Stepwise refinement: This is a successive decomposition or refinement
of the specifications. In other words, you move from the high level to
the detailed, from the logical to the physical.
Modularity: This means that you know a good design when you see a
compartmentalization of data and function.
Look again at the DFD in Figure 7.4. That DFD was not the first in the
series. The very first DFD would have been DFD 0, which is equivalent to
the high level of detail from which it is recommended that you start from.
Here you can see the logical components of the system. Underneath the
0 level we start to get more detailed and more physical. At these lower (or
child) levels, we start specifying files and processes.

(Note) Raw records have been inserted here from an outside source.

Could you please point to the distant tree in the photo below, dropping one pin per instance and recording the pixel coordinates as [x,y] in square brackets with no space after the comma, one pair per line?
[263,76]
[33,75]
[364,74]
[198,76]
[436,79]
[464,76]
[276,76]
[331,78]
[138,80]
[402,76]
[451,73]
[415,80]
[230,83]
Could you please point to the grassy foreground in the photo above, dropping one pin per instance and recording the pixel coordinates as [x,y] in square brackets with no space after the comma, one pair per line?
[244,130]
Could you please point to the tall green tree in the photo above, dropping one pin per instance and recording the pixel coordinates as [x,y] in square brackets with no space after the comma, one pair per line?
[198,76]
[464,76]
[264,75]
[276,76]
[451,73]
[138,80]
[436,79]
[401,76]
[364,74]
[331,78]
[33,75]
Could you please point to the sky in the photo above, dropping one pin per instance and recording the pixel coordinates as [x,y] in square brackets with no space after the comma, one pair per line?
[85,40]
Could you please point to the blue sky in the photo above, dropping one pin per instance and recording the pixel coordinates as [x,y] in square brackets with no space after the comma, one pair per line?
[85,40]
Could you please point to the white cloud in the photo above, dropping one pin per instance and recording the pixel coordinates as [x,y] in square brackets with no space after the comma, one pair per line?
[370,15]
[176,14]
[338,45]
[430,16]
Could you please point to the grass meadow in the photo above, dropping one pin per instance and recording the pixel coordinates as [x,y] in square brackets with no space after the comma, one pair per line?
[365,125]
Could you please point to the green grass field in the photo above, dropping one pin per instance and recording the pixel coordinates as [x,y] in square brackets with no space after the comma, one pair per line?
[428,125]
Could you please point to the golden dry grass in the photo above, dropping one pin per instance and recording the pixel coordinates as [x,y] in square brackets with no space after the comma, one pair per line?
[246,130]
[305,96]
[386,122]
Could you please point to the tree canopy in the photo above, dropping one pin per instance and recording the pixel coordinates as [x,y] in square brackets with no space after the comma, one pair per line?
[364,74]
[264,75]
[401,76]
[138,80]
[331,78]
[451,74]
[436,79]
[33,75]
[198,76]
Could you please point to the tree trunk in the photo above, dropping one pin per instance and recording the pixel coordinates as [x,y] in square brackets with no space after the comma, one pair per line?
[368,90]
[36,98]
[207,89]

The design document that you create will rarely look the same from
one organization to another. Each has its own template and its own standard
diagramming tool (e.g., Visio vs. SmartDraw) and its own diagramming
format (e.g., flowcharts vs. UML [uniform modeling language] vs.
DFDs).
Where the requirements document is high level, the specification is
much more detailed. It is, after all, a programming specification. For the
most part, the specification document for the testing system we ve discussed
included: (a) a general description of the system, (b) its users, (c)
its constraints (i.e., must run on a PC), (d) the DFDs or other format,
(e) the data dictionary, (f) the process dictionary, and (g) a chart (e.g.,
Gantt chart) showing the tasks that need to be done.